First, let me say this: I love me some Hermione Granger. Hell, when I was a kid, there were moments when my nerdy, quiet, bookwormish self was Hermione Granger. I would never try to deny that her intelligence, courage and ingenuity are often the difference between success and disaster throughout the series…but even with all that, she is still basically the sidekick to at least one, and arguably even two, boys. Yes, she is an essential part of the mission, but that mission still belongs to the men.
The women of the Potterverse are brave, dedicated, and, in their best moments, even a little badass, but in the end, they aren’t really the major players.
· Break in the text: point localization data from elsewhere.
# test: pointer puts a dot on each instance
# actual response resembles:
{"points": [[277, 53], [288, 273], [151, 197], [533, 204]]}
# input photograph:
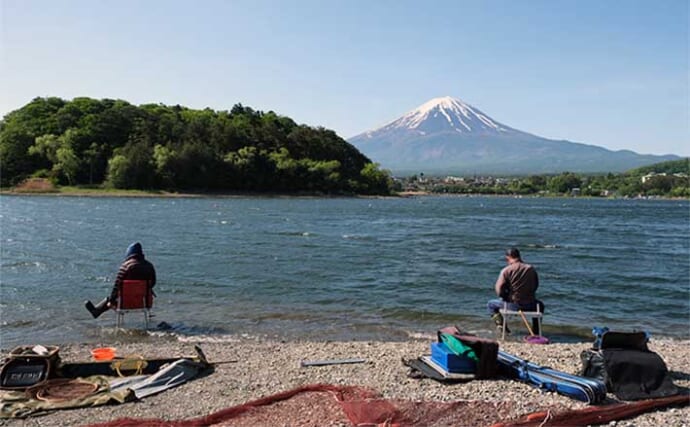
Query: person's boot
{"points": [[498, 320], [97, 310]]}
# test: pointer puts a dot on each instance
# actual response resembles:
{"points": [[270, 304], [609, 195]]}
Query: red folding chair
{"points": [[134, 295]]}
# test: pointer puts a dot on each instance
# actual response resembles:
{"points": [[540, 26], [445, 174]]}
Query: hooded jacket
{"points": [[134, 267]]}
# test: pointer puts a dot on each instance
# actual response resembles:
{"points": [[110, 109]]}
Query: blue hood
{"points": [[133, 249]]}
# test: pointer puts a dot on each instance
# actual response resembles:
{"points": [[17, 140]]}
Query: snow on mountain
{"points": [[448, 135], [444, 114]]}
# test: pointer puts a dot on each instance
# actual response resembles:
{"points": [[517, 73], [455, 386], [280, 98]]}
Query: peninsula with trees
{"points": [[113, 144]]}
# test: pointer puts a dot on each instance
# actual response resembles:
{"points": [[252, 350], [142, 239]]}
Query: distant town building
{"points": [[651, 175]]}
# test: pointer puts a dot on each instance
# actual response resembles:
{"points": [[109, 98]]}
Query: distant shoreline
{"points": [[98, 193]]}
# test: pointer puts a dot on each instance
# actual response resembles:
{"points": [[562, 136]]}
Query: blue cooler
{"points": [[450, 361]]}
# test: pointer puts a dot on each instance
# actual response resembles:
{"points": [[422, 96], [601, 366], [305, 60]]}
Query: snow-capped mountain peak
{"points": [[444, 114]]}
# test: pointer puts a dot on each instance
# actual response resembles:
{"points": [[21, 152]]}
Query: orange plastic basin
{"points": [[103, 353]]}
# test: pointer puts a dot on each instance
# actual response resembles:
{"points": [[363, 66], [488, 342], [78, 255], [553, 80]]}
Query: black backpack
{"points": [[625, 364]]}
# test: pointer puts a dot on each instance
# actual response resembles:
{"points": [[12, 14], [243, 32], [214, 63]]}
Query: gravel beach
{"points": [[256, 368]]}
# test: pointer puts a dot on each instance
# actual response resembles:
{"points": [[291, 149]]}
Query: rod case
{"points": [[588, 390]]}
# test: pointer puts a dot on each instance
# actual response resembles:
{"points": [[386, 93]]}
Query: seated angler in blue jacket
{"points": [[517, 287], [134, 267]]}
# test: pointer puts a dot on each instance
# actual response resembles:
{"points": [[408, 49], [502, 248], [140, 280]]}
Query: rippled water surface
{"points": [[341, 268]]}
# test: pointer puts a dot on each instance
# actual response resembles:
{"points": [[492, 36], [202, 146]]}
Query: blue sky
{"points": [[607, 73]]}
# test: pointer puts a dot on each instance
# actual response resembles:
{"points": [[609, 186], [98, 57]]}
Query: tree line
{"points": [[668, 179], [113, 143]]}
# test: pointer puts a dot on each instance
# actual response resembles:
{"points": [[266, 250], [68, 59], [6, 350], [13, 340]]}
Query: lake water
{"points": [[341, 268]]}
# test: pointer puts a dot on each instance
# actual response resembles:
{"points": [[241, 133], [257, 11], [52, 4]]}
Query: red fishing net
{"points": [[331, 405]]}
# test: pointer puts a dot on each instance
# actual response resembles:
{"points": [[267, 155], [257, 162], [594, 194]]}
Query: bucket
{"points": [[103, 353], [536, 339]]}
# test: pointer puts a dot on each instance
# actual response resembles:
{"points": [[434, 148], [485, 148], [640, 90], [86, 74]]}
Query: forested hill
{"points": [[112, 142]]}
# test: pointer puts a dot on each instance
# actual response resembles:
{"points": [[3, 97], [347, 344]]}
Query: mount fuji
{"points": [[448, 136]]}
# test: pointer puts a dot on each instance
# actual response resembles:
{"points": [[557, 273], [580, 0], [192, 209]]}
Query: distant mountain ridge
{"points": [[446, 135]]}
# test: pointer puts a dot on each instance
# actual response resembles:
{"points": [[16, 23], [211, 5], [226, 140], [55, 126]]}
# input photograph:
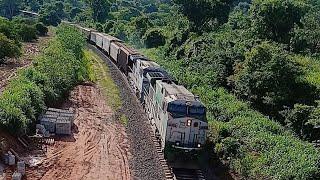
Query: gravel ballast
{"points": [[144, 163]]}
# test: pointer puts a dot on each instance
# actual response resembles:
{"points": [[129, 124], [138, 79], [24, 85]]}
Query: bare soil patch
{"points": [[98, 148]]}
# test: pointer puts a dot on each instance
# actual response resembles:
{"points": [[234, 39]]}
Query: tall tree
{"points": [[275, 19], [201, 12], [100, 9], [10, 7]]}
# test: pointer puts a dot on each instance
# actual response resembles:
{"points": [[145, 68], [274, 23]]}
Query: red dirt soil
{"points": [[98, 148]]}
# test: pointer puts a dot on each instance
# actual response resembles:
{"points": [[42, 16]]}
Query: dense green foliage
{"points": [[249, 49], [54, 73], [15, 31], [7, 48], [154, 38], [238, 55], [42, 30]]}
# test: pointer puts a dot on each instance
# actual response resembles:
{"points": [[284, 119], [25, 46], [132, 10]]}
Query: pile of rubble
{"points": [[56, 121], [10, 160]]}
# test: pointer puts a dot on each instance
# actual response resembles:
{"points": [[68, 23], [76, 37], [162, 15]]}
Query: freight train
{"points": [[177, 116]]}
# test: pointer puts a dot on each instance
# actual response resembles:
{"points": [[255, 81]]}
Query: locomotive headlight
{"points": [[189, 122]]}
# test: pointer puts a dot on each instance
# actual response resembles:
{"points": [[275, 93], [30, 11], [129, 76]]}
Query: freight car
{"points": [[176, 115]]}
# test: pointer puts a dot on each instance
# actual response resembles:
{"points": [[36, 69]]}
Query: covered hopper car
{"points": [[176, 115]]}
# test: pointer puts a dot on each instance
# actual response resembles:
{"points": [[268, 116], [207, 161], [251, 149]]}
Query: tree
{"points": [[268, 78], [10, 7], [7, 28], [100, 9], [42, 30], [27, 32], [304, 120], [34, 5], [50, 18], [201, 12], [8, 48], [142, 24], [154, 38], [307, 37], [275, 19]]}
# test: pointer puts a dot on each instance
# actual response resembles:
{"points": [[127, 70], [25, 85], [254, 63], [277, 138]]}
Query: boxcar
{"points": [[93, 37], [123, 58], [114, 50], [99, 40], [107, 39]]}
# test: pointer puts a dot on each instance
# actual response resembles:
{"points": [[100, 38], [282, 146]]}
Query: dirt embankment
{"points": [[98, 148]]}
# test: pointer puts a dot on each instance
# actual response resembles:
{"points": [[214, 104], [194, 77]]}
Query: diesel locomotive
{"points": [[176, 115]]}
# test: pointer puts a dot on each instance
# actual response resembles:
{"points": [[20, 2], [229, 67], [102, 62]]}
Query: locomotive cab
{"points": [[182, 121], [187, 124]]}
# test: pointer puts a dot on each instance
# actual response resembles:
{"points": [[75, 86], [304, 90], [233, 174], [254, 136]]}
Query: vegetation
{"points": [[15, 31], [53, 74], [100, 74], [7, 48], [239, 56], [255, 64]]}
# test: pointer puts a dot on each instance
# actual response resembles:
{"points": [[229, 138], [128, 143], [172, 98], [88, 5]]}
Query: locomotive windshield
{"points": [[181, 108]]}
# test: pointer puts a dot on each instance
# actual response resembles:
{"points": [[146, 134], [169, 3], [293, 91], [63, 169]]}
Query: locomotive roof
{"points": [[136, 57], [146, 64], [129, 50], [111, 38], [178, 92]]}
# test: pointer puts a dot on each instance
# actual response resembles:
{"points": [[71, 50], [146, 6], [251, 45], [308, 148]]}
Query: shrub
{"points": [[8, 48], [154, 38], [42, 30], [255, 146], [54, 74], [27, 33], [21, 103]]}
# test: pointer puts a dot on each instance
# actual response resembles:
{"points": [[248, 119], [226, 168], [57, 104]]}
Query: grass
{"points": [[100, 74], [124, 120]]}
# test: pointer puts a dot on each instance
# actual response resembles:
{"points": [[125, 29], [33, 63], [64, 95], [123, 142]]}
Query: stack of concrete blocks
{"points": [[58, 121], [16, 176], [21, 167], [43, 130], [9, 159], [48, 120]]}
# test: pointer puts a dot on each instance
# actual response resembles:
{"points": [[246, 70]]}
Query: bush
{"points": [[8, 48], [254, 146], [27, 33], [21, 103], [54, 74], [42, 30], [154, 38], [268, 78]]}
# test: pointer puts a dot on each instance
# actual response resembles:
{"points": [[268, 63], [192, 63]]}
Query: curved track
{"points": [[144, 163]]}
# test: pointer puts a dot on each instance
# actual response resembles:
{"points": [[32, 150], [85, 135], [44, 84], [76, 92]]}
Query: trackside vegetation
{"points": [[15, 31], [54, 73], [254, 63]]}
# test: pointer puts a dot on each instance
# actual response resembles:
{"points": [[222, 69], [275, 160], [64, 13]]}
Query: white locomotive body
{"points": [[176, 115]]}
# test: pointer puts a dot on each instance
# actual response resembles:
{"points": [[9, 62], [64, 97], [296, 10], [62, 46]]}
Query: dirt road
{"points": [[99, 147]]}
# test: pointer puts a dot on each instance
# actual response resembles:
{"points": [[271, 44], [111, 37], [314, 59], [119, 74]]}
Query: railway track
{"points": [[170, 173]]}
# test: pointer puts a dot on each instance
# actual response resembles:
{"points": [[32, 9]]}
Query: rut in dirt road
{"points": [[99, 148]]}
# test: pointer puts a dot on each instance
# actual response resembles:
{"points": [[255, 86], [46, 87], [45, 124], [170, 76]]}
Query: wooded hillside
{"points": [[255, 64]]}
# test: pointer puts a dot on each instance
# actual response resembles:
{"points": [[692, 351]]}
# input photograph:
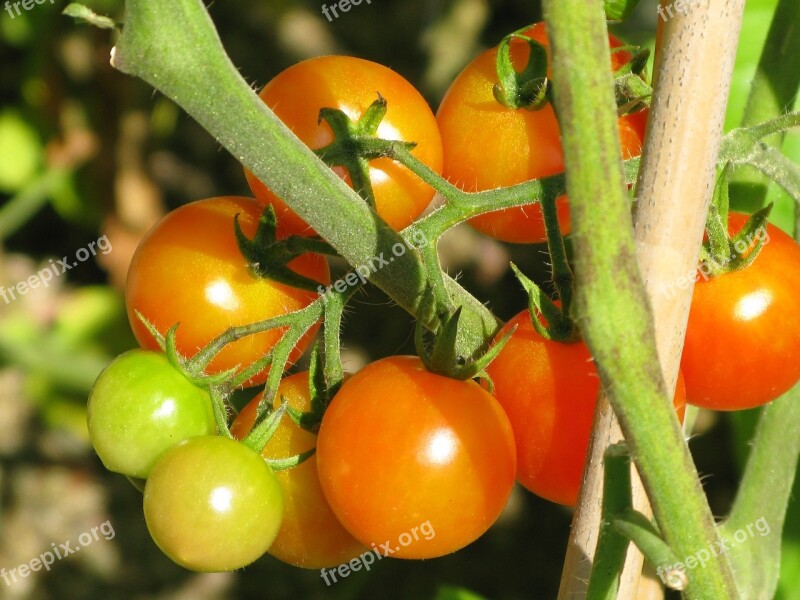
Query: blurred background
{"points": [[87, 152]]}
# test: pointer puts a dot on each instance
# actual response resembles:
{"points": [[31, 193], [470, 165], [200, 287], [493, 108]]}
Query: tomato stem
{"points": [[773, 89], [562, 272], [611, 544], [616, 320]]}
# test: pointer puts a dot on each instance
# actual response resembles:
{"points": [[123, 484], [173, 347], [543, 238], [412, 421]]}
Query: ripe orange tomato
{"points": [[549, 391], [487, 145], [310, 535], [188, 269], [351, 85], [742, 345], [415, 463]]}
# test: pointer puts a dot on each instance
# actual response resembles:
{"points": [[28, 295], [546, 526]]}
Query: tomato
{"points": [[351, 85], [413, 462], [742, 345], [141, 406], [188, 269], [310, 535], [487, 145], [212, 504], [549, 391]]}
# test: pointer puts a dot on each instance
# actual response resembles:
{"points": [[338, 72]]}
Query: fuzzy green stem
{"points": [[764, 494], [773, 91], [611, 545], [616, 319]]}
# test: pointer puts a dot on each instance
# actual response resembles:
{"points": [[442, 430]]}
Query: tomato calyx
{"points": [[631, 88], [443, 359], [529, 89], [356, 143], [549, 319], [268, 258], [320, 396], [723, 253], [187, 367]]}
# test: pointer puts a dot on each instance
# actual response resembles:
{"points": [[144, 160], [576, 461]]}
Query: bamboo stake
{"points": [[675, 186]]}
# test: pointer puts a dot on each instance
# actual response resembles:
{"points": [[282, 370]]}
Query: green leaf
{"points": [[83, 13]]}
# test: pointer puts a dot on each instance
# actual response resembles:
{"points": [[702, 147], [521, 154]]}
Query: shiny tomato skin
{"points": [[350, 84], [487, 145], [742, 347], [188, 269], [549, 392], [139, 407], [402, 450], [310, 535], [212, 504]]}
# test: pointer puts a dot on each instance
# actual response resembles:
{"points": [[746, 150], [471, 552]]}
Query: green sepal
{"points": [[157, 335], [443, 358], [631, 88], [757, 221], [560, 327], [79, 12], [355, 144], [477, 369], [265, 428], [319, 393], [529, 89], [268, 258]]}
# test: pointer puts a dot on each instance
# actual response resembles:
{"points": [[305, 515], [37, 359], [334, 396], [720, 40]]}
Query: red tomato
{"points": [[188, 269], [310, 535], [487, 145], [414, 464], [351, 85], [549, 391], [742, 345]]}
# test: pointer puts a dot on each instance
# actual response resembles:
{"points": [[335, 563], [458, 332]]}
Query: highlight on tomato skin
{"points": [[488, 146], [549, 391], [742, 347], [400, 446], [139, 407], [188, 269], [310, 535], [351, 85]]}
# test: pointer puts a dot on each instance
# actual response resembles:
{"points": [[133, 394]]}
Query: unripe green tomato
{"points": [[213, 504], [139, 407]]}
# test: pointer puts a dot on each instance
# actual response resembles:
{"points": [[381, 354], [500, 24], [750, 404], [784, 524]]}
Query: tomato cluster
{"points": [[400, 447]]}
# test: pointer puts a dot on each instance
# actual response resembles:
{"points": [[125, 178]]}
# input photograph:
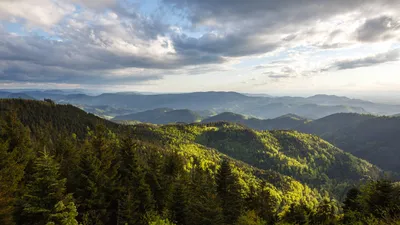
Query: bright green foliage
{"points": [[159, 221], [250, 218], [196, 174], [65, 213], [297, 214]]}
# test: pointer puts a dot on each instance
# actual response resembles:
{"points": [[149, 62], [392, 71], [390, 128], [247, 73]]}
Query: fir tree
{"points": [[43, 192], [229, 191]]}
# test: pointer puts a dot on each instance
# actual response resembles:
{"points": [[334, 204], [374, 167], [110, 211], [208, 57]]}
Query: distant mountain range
{"points": [[373, 138], [162, 116], [261, 106]]}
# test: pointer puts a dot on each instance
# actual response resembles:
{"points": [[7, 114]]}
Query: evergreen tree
{"points": [[15, 151], [65, 213], [97, 176], [136, 199], [179, 206], [297, 214], [204, 205], [43, 192], [229, 191]]}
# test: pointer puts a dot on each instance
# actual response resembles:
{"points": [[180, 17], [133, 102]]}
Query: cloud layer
{"points": [[113, 42]]}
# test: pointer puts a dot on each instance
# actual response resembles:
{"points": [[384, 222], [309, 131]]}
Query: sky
{"points": [[285, 47]]}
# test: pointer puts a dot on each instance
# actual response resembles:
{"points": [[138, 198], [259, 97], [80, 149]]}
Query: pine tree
{"points": [[204, 205], [65, 213], [15, 151], [136, 199], [229, 191], [43, 192], [96, 178], [179, 206]]}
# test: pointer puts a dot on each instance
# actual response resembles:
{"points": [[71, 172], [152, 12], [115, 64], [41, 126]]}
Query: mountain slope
{"points": [[283, 122], [39, 115], [162, 116], [304, 157], [154, 143], [369, 137]]}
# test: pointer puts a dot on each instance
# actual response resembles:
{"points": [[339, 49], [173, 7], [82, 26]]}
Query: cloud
{"points": [[284, 73], [40, 13], [88, 41], [97, 4], [390, 56], [381, 28]]}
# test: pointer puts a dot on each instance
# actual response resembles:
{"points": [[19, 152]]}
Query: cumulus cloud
{"points": [[40, 13], [377, 59], [90, 41], [379, 29], [284, 73]]}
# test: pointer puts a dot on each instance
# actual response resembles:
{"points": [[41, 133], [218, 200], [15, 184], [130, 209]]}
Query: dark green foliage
{"points": [[297, 214], [369, 137], [147, 174], [229, 192], [15, 152], [43, 199], [135, 198]]}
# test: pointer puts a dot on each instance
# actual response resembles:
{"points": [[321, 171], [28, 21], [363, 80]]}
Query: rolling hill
{"points": [[283, 122], [162, 116], [373, 138], [109, 167], [261, 106]]}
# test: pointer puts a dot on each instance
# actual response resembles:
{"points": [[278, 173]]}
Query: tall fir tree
{"points": [[229, 191], [135, 200], [43, 193], [96, 178], [15, 152]]}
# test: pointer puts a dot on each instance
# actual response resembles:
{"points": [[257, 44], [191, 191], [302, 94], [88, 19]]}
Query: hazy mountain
{"points": [[162, 116], [265, 107], [21, 96], [373, 138]]}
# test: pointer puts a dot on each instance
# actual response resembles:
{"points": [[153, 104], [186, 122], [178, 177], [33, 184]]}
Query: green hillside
{"points": [[369, 137], [283, 122], [304, 157], [217, 173], [162, 116]]}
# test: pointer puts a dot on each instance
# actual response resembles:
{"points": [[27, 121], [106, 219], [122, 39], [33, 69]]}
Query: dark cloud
{"points": [[379, 29], [389, 56], [230, 45], [111, 41]]}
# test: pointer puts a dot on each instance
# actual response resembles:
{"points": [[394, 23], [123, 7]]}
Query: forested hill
{"points": [[288, 121], [42, 115], [304, 157], [374, 138], [216, 173], [162, 116]]}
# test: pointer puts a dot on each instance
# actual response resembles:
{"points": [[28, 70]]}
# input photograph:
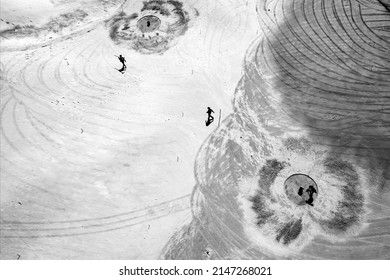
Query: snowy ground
{"points": [[96, 164]]}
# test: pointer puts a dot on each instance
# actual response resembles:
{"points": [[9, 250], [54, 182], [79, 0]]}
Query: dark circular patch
{"points": [[301, 189], [148, 23]]}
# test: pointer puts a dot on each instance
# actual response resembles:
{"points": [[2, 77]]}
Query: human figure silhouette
{"points": [[122, 60], [210, 118]]}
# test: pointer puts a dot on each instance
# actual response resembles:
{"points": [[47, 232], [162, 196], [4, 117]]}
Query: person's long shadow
{"points": [[122, 70]]}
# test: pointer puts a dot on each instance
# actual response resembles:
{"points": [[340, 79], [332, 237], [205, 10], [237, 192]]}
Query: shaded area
{"points": [[152, 29], [314, 95]]}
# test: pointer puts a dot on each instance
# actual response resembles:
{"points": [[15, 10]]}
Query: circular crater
{"points": [[148, 23], [301, 189]]}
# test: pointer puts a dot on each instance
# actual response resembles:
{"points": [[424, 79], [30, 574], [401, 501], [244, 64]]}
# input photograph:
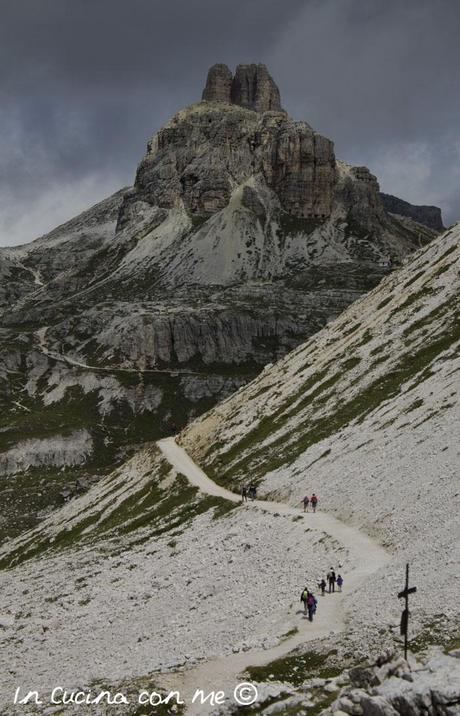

They support and protect, “The Boy Who Lived” (Molly as his pseudo-mother, Ginny as his patient lover, and Hermione as his faithful sister.) They uphold the orders of his wise (male) wizard mentor when Harry wants to rebel. They sacrifice themselves to the task of overcoming an (also male) evil that threatens the greater good. Ultimately, they provide support—albeit essential, sometimes even game-changing support—for goals and struggles helmed by men. The women work, love and even fight, but, to modify a phrase from Hank Green, “the weight of the world” still “rests on our boy(s).”
It’s intimated that Lily and Alice had interesting, even heroic, tours of duty in the First War, but their stories aren’t important enough to tell—unless, of course, we’re recounting the part in which they sacrifice to protect their sons. Even in one of the most equal opportunity stories I have ever encountered, the girls still don’t get center stage. They still don’t get the opportunity to be the main “heroine…or the…villain.” Maybe that’s because “it’s easier for girls than boys to identify with the other sex.”